Nous avons tous entendu et vu ce qui s’est passé. Je ne pense que cela nécessite plus de discussions. Si vous avez suivi les informations, et je sais que vous avez cette source d’informations. Je l’ai reçue dans mon bureau, je l’ai écoutée, mais si nous sommes arrivés à cette décision, c’est parce qu’il n’y a plus eu d’autres moyens pour s’entendre par rapport au sujet de la discussion.

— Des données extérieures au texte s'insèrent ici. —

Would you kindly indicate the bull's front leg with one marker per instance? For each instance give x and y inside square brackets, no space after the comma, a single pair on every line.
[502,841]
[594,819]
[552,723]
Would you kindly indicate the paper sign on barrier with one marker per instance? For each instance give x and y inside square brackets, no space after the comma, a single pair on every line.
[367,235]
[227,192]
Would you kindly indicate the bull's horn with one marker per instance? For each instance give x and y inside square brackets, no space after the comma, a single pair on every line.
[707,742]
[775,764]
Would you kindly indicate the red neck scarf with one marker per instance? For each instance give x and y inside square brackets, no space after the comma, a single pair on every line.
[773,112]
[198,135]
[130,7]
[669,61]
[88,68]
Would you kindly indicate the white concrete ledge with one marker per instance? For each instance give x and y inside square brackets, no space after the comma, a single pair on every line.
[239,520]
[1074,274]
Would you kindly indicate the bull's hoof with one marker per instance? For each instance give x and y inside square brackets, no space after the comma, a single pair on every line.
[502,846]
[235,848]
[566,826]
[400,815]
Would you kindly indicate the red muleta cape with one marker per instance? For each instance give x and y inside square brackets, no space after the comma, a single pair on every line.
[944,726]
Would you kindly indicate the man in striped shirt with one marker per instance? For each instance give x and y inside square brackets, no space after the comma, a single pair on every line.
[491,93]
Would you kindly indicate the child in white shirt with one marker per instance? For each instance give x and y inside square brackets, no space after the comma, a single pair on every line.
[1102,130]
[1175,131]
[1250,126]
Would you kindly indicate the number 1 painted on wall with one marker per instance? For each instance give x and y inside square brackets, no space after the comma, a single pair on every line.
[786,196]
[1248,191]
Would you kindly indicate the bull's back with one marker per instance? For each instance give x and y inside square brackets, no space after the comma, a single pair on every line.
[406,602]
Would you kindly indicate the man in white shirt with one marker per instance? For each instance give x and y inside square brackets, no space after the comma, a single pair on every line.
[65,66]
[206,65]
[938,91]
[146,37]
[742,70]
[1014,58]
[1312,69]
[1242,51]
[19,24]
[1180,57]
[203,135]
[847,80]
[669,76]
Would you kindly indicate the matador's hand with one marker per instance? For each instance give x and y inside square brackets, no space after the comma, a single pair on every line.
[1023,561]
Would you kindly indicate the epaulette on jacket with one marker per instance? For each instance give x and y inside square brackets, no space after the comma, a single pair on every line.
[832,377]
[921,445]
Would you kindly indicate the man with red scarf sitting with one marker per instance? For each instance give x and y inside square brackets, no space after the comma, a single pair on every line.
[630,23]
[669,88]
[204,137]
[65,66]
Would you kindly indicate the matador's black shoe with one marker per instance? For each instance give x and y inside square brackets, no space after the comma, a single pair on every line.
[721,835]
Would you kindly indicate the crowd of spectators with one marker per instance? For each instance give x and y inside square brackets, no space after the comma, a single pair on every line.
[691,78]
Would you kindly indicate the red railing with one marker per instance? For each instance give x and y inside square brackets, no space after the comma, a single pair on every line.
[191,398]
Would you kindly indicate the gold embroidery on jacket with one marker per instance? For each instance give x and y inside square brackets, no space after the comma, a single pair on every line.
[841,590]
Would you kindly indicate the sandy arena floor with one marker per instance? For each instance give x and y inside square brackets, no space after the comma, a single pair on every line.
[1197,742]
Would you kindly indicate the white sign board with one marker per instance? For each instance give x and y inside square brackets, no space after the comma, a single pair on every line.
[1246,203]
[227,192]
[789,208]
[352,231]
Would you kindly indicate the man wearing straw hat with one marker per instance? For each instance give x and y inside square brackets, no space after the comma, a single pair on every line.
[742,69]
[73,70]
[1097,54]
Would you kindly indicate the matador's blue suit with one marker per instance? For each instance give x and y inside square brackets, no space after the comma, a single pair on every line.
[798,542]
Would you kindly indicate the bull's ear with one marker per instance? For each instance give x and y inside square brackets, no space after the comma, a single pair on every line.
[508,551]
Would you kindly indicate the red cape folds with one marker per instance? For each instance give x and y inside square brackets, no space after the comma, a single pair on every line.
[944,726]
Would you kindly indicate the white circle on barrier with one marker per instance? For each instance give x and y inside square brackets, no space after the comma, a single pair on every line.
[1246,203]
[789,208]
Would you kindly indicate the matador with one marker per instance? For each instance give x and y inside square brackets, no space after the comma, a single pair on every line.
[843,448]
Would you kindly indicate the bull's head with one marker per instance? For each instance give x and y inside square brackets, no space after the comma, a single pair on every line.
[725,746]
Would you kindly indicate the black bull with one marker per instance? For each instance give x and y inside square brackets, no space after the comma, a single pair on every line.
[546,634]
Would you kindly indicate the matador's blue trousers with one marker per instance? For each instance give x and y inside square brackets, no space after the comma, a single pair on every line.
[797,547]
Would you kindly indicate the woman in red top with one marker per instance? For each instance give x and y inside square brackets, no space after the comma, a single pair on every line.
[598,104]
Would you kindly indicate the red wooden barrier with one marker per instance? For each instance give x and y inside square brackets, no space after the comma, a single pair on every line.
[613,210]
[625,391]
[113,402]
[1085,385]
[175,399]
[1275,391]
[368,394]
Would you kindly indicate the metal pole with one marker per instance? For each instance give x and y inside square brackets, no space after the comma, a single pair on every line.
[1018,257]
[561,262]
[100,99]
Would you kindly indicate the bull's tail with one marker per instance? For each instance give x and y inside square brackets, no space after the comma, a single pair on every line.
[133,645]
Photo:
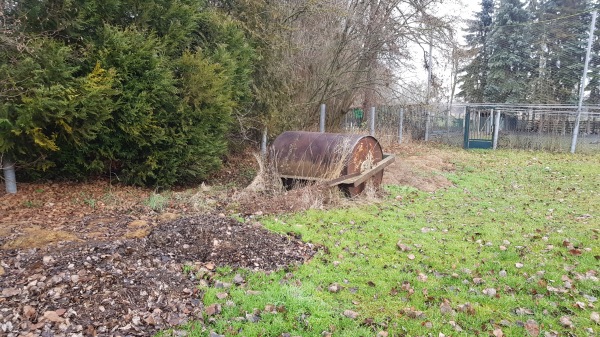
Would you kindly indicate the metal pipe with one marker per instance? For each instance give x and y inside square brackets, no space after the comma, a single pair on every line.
[583,80]
[10,180]
[263,143]
[322,119]
[496,129]
[429,66]
[372,122]
[467,127]
[401,126]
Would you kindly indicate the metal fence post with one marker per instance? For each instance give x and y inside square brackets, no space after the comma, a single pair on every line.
[372,122]
[467,127]
[10,180]
[322,119]
[583,82]
[263,143]
[401,125]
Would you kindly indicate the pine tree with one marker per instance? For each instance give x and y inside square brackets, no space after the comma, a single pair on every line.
[510,54]
[473,82]
[566,23]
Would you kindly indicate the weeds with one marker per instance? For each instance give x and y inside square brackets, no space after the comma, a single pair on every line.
[511,250]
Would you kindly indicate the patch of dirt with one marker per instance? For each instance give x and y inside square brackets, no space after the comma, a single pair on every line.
[132,287]
[102,259]
[420,169]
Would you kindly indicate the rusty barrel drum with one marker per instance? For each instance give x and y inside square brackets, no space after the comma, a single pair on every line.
[314,156]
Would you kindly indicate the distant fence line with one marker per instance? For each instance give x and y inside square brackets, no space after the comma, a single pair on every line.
[530,127]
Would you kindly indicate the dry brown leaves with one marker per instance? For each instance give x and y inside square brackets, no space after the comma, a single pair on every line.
[132,287]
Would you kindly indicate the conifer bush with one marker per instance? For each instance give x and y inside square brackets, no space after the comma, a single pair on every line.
[141,91]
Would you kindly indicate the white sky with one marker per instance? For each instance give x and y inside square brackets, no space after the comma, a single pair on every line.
[464,9]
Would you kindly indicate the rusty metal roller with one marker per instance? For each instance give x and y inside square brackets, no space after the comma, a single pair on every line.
[338,159]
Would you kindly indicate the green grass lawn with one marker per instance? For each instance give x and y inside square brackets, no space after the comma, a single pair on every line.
[511,250]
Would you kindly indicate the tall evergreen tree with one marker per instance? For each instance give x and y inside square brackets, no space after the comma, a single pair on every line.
[473,82]
[510,54]
[565,24]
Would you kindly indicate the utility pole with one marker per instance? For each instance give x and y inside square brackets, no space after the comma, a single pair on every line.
[583,81]
[427,110]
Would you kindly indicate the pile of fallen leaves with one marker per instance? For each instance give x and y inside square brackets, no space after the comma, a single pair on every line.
[132,287]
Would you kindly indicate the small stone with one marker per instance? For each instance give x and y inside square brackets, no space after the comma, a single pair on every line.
[253,292]
[566,322]
[52,316]
[214,334]
[334,288]
[10,292]
[167,217]
[402,246]
[28,311]
[213,309]
[138,223]
[351,314]
[491,292]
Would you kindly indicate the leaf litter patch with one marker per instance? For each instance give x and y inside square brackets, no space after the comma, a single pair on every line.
[132,287]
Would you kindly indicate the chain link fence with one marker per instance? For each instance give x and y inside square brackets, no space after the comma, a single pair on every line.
[526,127]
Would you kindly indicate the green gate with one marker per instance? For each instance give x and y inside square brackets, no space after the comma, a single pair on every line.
[479,128]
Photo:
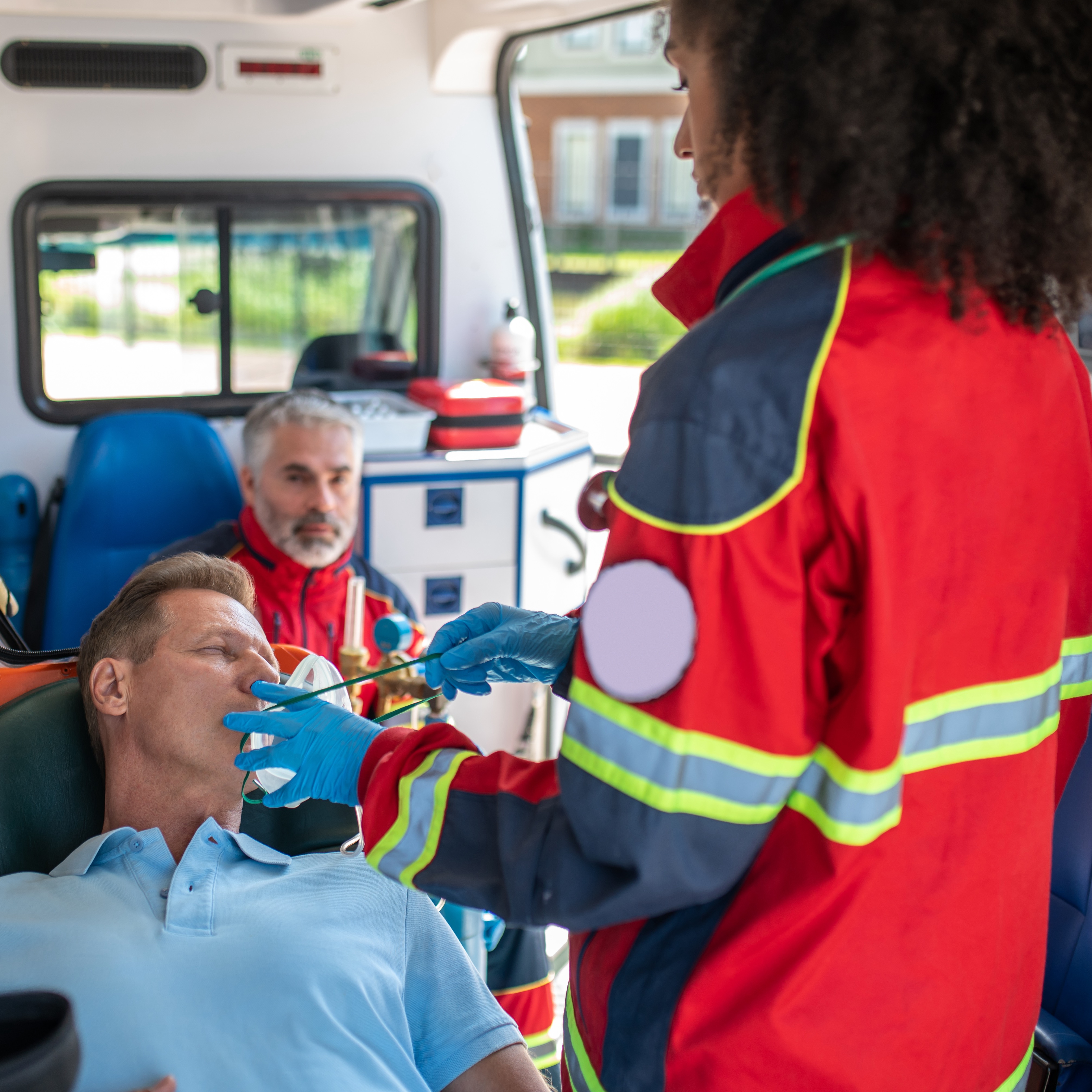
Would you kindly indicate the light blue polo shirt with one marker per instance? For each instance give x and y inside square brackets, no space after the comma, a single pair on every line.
[245,969]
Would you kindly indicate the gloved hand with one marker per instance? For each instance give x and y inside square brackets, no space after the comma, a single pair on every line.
[495,644]
[324,744]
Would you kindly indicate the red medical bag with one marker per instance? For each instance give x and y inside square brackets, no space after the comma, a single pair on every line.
[473,413]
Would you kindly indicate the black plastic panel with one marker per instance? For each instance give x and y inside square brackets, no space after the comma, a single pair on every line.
[103,65]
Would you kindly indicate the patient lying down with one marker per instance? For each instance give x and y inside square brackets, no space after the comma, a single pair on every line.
[191,949]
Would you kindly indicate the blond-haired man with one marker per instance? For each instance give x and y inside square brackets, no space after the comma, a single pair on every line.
[192,949]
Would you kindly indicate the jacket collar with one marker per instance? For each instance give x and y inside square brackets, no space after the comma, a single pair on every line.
[693,287]
[258,543]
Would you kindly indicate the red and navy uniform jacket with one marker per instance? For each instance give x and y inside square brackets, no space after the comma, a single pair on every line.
[822,861]
[297,605]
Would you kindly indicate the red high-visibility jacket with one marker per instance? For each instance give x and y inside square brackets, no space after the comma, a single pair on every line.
[822,860]
[297,605]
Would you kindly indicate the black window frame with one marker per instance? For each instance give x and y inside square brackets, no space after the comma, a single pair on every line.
[528,215]
[220,195]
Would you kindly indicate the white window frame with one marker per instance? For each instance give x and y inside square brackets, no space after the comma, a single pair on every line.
[616,37]
[629,127]
[563,128]
[669,129]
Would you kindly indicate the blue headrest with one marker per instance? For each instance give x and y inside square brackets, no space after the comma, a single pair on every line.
[137,482]
[1067,989]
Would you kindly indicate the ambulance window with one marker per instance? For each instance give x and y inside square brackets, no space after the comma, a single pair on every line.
[305,272]
[591,118]
[114,284]
[207,304]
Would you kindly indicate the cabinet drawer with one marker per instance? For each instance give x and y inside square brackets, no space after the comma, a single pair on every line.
[453,591]
[450,525]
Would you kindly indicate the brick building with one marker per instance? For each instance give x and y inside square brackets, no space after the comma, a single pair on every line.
[602,117]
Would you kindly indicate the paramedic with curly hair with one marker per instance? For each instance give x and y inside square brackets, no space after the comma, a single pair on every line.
[837,666]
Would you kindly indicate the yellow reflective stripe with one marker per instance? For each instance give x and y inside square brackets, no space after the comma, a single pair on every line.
[847,834]
[544,1049]
[859,781]
[972,750]
[988,694]
[1014,1079]
[678,801]
[539,1039]
[1077,661]
[401,825]
[547,1061]
[591,1079]
[523,989]
[802,442]
[439,807]
[686,741]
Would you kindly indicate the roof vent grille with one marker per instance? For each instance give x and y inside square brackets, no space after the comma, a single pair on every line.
[103,65]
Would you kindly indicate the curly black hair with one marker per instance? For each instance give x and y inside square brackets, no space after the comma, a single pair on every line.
[953,136]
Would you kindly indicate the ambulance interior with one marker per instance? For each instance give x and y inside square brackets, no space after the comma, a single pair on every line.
[212,201]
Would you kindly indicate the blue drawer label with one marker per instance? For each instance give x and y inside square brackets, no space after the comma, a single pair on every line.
[444,596]
[444,508]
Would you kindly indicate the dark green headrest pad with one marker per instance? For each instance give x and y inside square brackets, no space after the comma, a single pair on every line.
[52,792]
[51,789]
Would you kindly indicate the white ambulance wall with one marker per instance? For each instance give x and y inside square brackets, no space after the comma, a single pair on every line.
[385,123]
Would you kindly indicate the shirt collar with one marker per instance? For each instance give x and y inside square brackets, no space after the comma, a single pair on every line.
[690,289]
[115,843]
[259,544]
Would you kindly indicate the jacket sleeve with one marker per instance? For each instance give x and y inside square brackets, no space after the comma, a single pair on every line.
[653,806]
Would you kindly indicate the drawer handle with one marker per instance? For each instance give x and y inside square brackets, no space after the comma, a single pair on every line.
[570,567]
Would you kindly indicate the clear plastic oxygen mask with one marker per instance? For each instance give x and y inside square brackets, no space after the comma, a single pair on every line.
[314,673]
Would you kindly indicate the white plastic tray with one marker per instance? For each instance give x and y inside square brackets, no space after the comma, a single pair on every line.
[392,424]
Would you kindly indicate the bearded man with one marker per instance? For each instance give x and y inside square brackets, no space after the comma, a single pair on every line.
[301,480]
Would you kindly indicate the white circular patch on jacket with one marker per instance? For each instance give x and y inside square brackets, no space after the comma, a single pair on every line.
[639,630]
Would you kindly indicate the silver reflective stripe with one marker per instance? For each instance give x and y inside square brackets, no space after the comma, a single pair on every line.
[982,722]
[846,805]
[1076,670]
[422,805]
[671,770]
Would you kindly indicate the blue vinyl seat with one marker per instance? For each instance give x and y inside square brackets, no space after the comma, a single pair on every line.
[1064,1034]
[137,482]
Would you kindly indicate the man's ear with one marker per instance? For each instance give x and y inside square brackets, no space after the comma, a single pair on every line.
[247,484]
[111,683]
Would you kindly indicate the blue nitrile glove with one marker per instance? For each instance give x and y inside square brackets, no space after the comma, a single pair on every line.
[495,644]
[323,743]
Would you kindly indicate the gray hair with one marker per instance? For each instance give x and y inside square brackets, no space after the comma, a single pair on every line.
[307,407]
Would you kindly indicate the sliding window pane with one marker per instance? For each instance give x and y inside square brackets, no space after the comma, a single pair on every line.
[344,274]
[117,285]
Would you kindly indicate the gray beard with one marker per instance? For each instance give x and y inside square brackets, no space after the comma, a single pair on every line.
[313,553]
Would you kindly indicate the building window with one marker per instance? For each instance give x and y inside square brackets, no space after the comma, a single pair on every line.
[628,150]
[580,40]
[204,295]
[576,178]
[678,194]
[635,36]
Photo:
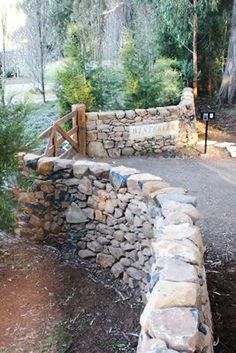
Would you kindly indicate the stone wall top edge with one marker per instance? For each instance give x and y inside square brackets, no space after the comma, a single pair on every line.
[186,93]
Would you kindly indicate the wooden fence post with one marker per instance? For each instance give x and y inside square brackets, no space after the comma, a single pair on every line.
[79,121]
[82,129]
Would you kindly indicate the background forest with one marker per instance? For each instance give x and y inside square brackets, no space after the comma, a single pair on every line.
[109,54]
[114,54]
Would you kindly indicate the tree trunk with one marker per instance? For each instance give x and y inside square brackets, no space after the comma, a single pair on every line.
[195,50]
[41,50]
[227,93]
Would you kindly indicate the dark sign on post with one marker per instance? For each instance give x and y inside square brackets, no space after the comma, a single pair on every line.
[207,116]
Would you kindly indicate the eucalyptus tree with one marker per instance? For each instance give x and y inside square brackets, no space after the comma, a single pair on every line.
[182,20]
[37,35]
[227,91]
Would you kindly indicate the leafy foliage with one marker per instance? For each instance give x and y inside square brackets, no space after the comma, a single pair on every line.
[148,84]
[11,141]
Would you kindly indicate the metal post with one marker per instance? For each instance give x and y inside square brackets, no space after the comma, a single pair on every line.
[206,137]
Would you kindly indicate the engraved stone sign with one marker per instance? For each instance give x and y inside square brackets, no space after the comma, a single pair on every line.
[152,130]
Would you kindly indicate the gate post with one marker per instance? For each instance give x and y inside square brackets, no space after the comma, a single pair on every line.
[79,121]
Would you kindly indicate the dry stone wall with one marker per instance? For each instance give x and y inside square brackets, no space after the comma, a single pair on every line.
[139,227]
[156,130]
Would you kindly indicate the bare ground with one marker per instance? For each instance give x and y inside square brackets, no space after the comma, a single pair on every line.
[49,304]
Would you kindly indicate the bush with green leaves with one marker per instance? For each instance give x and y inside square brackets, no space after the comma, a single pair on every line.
[107,88]
[12,140]
[148,83]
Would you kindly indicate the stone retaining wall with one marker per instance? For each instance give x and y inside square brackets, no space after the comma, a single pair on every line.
[163,129]
[139,227]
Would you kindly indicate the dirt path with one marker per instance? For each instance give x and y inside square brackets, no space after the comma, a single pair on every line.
[49,304]
[214,184]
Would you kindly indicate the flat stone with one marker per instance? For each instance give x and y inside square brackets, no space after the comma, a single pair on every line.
[91,116]
[182,232]
[100,170]
[103,240]
[89,212]
[153,345]
[109,208]
[153,186]
[127,151]
[130,114]
[162,198]
[114,152]
[71,182]
[119,235]
[176,270]
[31,160]
[91,135]
[167,294]
[134,273]
[75,215]
[62,164]
[170,248]
[116,252]
[224,144]
[96,149]
[108,144]
[176,218]
[118,213]
[45,165]
[125,262]
[84,254]
[35,221]
[95,246]
[136,182]
[81,167]
[172,190]
[117,269]
[119,176]
[47,187]
[173,206]
[105,260]
[129,216]
[85,186]
[178,327]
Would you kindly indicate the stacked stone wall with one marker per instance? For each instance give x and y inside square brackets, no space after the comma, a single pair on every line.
[139,227]
[109,135]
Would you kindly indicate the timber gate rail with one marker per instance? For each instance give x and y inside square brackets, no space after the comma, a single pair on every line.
[76,136]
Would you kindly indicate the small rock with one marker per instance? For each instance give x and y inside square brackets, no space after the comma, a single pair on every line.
[96,149]
[116,252]
[85,186]
[134,273]
[75,215]
[105,260]
[81,167]
[84,254]
[45,165]
[95,246]
[119,176]
[117,269]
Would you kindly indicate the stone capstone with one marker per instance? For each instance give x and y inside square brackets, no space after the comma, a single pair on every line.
[96,149]
[105,260]
[75,215]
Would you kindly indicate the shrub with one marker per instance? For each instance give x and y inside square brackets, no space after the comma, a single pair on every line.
[148,83]
[12,140]
[107,88]
[73,87]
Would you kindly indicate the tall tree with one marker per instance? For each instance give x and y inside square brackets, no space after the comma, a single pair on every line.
[227,93]
[37,36]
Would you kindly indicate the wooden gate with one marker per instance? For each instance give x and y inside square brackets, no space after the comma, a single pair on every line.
[76,136]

Je ne souhaiterais pas trop m’étendre là-dessus car une demande a été faite et on sait que cela a été reçu par les responsables et le remplacement sera effectif.
Une éventuelle candidature de l’ancien président Hery Rajaonarimampianina à la présidence de la commission de l’Union africaine avait été évoquée. Est-ce que les autorités ont été saisies de cette intention?
Nous n’avons pas encore reçu les critères ou le profil exigé pour devenir président de la Commission de l’Union africaine, à l’époque où ces informations sont sorties dans les journaux. Et cela nous a étonnés parce que Madagascar n’a pas encore présenté de candidats à ce poste de la Commission de l’Union africaine.
Est-ce que nous avons déjà une idée du candidat que nous soutiendrons ou que nous présenterons?
Le ministre des Affaires étrangères n’a pas encore reçu de consignes dans ce sens.